You can generate a random number with the rand method. The argument passed to the rand method should be an integer or a range, and returns a corresponding random number within the range:

rand(9)       # this generates a number between 0 to 8
rand(0 .. 9)  # this generates a number between 0 to 9
rand(1 .. 50) # this generates a number between 1 to 50
#rand(m .. n) # m is the start of the number range, n is the end of number range

Answer 5

Well, I figured it out. Apparently there is a builtin (?) function called rand:

rand(n + 1)

If someone answers with a more detailed answer, I'll mark that as the correct answer.

Answer 6

What about this?

n = 3
(0..n).to_a.sample

Answer 7

Simplest answer to the question:

rand(0..n)

Answer 8

You can simply use random_number.

If a positive integer is given as n, random_number returns an integer: 0 <= random_number < n.

Use it like this:

any_number = SecureRandom.random_number(100) 
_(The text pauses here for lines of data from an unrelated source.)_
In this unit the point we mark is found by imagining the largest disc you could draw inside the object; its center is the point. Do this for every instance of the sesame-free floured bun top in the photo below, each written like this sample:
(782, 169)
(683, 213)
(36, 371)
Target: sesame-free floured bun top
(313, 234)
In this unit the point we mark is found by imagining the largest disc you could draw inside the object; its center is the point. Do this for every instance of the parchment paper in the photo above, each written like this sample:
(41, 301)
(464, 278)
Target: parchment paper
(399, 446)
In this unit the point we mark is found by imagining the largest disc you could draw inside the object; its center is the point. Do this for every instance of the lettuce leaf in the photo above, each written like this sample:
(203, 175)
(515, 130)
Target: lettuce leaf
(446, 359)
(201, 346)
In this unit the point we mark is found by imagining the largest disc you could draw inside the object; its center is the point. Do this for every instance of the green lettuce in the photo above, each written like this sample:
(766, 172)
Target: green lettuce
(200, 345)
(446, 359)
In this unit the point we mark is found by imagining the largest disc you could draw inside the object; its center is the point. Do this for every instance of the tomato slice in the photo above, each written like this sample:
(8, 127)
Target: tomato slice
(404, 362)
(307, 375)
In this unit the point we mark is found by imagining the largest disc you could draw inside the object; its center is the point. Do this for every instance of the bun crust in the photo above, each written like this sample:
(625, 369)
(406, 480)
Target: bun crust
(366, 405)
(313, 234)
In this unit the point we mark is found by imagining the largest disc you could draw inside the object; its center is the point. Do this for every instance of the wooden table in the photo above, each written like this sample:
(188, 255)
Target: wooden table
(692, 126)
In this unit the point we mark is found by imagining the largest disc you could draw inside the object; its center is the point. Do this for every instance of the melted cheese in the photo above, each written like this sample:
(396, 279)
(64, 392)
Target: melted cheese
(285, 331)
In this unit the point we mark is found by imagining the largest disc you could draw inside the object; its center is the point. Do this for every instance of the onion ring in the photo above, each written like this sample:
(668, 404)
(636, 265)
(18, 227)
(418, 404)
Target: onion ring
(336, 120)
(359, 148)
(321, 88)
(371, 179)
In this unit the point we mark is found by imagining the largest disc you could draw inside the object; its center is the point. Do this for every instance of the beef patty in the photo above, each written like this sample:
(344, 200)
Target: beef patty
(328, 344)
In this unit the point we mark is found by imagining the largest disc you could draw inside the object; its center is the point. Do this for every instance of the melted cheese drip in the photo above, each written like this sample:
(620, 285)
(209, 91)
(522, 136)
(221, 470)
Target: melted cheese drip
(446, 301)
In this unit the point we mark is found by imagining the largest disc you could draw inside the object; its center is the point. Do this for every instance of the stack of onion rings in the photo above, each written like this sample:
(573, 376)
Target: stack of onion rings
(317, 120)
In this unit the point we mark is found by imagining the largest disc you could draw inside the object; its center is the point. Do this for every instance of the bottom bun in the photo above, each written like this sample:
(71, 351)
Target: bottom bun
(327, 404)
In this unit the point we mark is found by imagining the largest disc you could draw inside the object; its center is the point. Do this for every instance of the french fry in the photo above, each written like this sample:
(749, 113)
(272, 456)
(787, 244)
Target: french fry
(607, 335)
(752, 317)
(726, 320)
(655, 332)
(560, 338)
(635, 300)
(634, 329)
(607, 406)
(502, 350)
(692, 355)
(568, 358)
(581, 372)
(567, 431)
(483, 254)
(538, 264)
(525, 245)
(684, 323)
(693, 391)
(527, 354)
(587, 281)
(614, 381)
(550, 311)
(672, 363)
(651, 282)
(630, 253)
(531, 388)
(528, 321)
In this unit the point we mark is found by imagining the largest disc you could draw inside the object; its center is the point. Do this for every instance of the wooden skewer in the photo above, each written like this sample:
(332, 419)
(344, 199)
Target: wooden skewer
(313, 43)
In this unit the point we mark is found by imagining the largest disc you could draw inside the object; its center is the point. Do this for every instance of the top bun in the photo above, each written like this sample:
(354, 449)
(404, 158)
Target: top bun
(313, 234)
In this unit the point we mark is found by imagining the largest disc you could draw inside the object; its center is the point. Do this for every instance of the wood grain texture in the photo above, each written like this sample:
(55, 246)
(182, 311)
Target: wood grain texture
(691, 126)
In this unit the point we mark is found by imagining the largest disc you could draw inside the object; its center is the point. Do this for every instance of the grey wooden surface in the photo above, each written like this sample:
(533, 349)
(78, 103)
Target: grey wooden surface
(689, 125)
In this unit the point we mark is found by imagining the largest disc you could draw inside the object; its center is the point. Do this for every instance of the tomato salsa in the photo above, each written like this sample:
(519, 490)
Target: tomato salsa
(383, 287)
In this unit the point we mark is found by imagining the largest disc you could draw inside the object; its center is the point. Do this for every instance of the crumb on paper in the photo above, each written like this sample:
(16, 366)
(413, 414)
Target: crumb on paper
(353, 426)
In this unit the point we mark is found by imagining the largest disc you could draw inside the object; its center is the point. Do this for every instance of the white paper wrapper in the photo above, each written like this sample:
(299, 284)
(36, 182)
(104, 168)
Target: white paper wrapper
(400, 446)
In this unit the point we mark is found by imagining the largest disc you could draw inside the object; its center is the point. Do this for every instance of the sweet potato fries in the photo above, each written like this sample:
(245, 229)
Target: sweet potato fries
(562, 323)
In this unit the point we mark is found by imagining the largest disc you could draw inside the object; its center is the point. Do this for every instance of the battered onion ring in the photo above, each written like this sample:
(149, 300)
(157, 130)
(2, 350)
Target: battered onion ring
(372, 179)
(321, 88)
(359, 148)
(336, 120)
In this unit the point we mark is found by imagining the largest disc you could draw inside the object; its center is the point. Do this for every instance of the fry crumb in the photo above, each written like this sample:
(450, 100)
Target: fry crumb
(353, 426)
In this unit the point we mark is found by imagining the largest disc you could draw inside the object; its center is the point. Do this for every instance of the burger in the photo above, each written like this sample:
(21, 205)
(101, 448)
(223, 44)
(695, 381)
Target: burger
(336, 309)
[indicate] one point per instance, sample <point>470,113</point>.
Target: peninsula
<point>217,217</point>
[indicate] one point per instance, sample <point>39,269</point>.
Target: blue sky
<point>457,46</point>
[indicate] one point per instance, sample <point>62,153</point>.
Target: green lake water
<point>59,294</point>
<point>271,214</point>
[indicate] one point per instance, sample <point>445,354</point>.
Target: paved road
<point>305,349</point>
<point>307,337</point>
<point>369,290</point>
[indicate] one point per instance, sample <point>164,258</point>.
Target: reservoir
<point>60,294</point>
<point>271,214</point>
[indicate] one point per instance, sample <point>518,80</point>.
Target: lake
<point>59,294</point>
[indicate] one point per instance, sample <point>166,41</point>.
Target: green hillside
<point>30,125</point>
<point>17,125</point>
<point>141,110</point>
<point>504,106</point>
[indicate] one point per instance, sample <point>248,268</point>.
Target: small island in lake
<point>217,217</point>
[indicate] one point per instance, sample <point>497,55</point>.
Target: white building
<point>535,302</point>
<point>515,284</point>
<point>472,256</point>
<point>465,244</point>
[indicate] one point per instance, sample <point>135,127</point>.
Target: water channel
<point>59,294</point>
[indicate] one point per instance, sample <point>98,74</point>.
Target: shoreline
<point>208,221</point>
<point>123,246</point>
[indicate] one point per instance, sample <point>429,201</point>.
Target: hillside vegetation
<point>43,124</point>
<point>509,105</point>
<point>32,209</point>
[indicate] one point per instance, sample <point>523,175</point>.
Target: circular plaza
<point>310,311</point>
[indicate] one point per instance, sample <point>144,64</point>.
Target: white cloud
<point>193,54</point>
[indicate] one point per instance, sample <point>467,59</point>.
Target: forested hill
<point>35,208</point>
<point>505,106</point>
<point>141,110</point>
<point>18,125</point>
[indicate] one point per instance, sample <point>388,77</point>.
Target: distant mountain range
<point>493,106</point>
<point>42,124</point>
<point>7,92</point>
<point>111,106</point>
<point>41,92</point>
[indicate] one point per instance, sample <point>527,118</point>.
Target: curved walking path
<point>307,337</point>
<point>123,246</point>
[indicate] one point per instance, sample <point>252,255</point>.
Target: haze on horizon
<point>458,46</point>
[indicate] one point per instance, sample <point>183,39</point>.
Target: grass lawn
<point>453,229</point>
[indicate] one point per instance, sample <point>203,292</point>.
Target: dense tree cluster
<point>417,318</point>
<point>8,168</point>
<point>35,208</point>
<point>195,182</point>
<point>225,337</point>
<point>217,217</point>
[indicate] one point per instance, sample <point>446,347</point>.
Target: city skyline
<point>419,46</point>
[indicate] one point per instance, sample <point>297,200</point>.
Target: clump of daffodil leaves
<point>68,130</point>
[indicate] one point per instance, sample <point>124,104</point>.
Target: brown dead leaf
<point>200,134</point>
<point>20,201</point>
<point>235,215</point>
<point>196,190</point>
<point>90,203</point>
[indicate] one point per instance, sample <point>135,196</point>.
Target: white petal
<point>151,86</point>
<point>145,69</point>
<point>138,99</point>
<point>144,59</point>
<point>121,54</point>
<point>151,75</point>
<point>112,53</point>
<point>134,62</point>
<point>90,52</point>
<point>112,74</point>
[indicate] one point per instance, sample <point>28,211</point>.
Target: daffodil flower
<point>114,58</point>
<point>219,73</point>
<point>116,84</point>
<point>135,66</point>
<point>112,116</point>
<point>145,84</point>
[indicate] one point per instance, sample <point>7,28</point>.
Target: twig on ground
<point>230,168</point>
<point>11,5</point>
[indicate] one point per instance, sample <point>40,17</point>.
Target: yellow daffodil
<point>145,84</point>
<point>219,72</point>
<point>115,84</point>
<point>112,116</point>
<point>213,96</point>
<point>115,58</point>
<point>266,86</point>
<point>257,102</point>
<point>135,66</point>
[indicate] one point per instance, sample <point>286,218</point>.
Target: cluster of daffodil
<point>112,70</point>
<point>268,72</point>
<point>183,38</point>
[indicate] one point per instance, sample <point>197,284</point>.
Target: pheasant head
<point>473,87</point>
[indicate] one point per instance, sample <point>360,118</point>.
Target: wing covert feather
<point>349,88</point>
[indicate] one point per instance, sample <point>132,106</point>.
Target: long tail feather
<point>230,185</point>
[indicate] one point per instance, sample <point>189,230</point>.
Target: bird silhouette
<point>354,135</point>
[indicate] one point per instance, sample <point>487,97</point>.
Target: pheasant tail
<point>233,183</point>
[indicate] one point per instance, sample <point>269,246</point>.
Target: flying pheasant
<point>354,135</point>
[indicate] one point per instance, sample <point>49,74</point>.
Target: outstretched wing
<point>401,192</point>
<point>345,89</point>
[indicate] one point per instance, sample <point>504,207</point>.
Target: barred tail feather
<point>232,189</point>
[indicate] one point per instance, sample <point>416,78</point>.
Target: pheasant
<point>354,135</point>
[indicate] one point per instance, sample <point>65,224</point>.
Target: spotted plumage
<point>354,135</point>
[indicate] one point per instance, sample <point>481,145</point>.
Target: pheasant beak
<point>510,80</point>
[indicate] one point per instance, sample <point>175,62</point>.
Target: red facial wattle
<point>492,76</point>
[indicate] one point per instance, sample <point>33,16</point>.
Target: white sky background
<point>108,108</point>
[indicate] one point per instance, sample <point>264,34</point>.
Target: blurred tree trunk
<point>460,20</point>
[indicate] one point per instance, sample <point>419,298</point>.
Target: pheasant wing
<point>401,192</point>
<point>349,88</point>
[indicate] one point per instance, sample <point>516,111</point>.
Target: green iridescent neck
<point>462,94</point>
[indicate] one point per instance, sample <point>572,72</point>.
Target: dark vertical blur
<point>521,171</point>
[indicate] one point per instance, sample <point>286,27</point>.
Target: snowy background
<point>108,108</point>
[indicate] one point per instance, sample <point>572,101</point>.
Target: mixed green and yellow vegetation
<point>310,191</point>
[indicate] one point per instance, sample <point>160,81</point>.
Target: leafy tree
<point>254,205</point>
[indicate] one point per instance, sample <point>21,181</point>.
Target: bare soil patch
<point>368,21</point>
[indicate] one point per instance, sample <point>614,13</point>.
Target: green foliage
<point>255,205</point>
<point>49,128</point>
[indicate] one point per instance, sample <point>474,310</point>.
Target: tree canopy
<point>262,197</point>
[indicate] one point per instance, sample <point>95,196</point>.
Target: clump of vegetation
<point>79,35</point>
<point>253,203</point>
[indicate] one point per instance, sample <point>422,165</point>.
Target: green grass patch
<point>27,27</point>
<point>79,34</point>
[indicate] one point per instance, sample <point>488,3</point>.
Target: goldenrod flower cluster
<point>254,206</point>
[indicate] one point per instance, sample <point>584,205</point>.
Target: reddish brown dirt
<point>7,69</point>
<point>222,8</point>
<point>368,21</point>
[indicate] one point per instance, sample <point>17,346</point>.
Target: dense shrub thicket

The output will be any number between 0 and 100.

Answer 9

rand(6)    #=> gives a random number between 0 and 6 inclusively 
rand(1..6) #=> gives a random number between 1 and 6 inclusively

Note that the range option is only available in newer(1.9+ I believe) versions of ruby.

Answer 10

range = 10..50

rand(range)

or

range.to_a.sample

or

range.to_a.shuffle(this will shuffle whole array and you can pick a random number by first or last or any from this array to pick random one)

Answer 11

you can do rand(range)

x = rand(1..5)

Answer 12

This link is going to be helpful regarding this;

http://ruby-doc.org/core-1.9.3/Random.html

And some more clarity below over the random numbers in ruby;

Generate an integer from 0 to 10

puts (rand() * 10).to_i

Generate a number from 0 to 10 In a more readable way

puts rand(10)

Generate a number from 10 to 15 Including 15

puts rand(10..15)

Non-Random Random Numbers

Generate the same sequence of numbers every time the program is run

srand(5)

Generate 10 random numbers

puts (0..10).map{rand(0..10)}

Answer 13

Easy way to get random number in ruby is,

def random    
  (1..10).to_a.sample.to_s
end

Answer 14

Maybe it help you. I use this in my app

https://github.com/rubyworks/facets
class String

  # Create a random String of given length, using given character set
  #
  # Character set is an Array which can contain Ranges, Arrays, Characters
  #
  # Examples
  #
  #     String.random
  #     => "D9DxFIaqR3dr8Ct1AfmFxHxqGsmA4Oz3"
  #
  #     String.random(10)
  #     => "t8BIna341S"
  #
  #     String.random(10, ['a'..'z'])
  #     => "nstpvixfri"
  #
  #     String.random(10, ['0'..'9'] )
  #     => "0982541042"
  #
  #     String.random(10, ['0'..'9','A'..'F'] )
  #     => "3EBF48AD3D"
  #
  #     BASE64_CHAR_SET =  ["A".."Z", "a".."z", "0".."9", '_', '-']
  #     String.random(10, BASE64_CHAR_SET)
  #     => "xM_1t3qcNn"
  #
  #     SPECIAL_CHARS = ["!", "@", "#", "$", "%", "^", "&", "*", "(", ")", "-", "_", "=", "+", "|", "/", "?", ".", ",", ";", ":", "~", "`", "[", "]", "{", "}", "<", ">"]
  #     BASE91_CHAR_SET =  ["A".."Z", "a".."z", "0".."9", SPECIAL_CHARS]
  #     String.random(10, BASE91_CHAR_SET)
  #      => "S(Z]z,J{v;"
  #
  # CREDIT: Tilo Sloboda
  #
  # SEE: https://gist.github.com/tilo/3ee8d94871d30416feba
  #
  # TODO: Move to random.rb in standard library?

  def self.random(len=32, character_set = ["A".."Z", "a".."z", "0".."9"])
    chars = character_set.map{|x| x.is_a?(Range) ? x.to_a : x }.flatten
    Array.new(len){ chars.sample }.join
  end

end

https://github.com/rubyworks/facets/blob/5569b03b4c6fd25897444a266ffe25872284be2b/lib/core/facets/string/random.rb

It works fine for me

Answer 15

How about this one?

num = Random.new
num.rand(1..n)

Answer 16

Don't forget to seed the RNG with srand() first.

Answer 17

Try array#shuffle method for randomization

array = (1..10).to_a
array.shuffle.first

Answer 18

You can use ruby rand method for this like below:

rand(n+1)

You need to use n+1 as the rand method returns any random number greater than or equal to 0 but less than the passed parameter value.